In other words, it’s the environment stupid. Obesity experts have been pounding this drum for a long time. Overeating and obesity is not a matter of self control — we can’t defeat our biology. We are programmed to over eat. The only way to halt the obesity epidemic is to change our environment. Katan offers a case in point. She describes a little noticed study in France. Starting in 2002 two small towns in France built a community-wide effort to prevent overweight schoolchildren.

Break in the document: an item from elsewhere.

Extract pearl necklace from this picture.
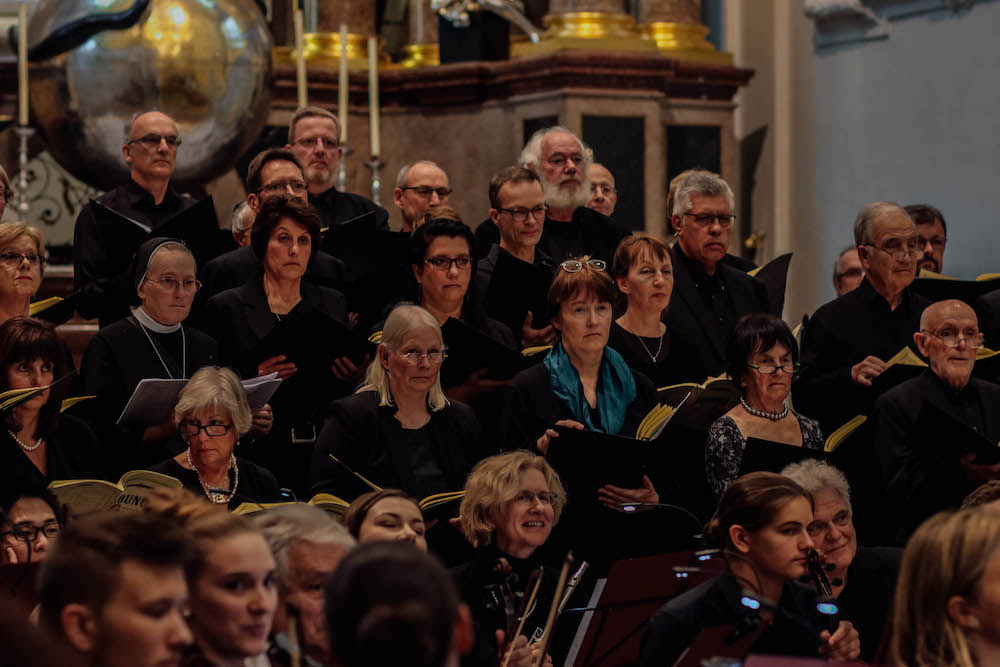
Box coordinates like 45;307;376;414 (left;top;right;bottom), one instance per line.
7;429;45;452
740;397;788;422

Everyone from the mayor to shop owners, schoolteachers, doctors, pharmacists, caterers, restaurant owners, sports associations, the media, scientists, and various branches of town government joined in an effort to encourage children to eat better and move around more. The towns built sporting facilities and playgrounds, mapped out walking itineraries, and hired sports instructors. Families were offered cooking workshops, and families at risk were offered individual counseling.
The results were remarkable. By 2005 the rate of overweight in children had fallen to 8.8%, while in neighboring towns it rose to 17.8%, in line with the national trend. That community approach is now being extended to 200 towns in Europe, under the name EPODE (Ensemble, prévenons l’obésité des enfants [Together, let’s prevent obesity in children]).
Could we do that here? What would it take? Banning food advertisements on TV? Is it worth the investment up front to give kids healthier lives and to prevent higher costs later on?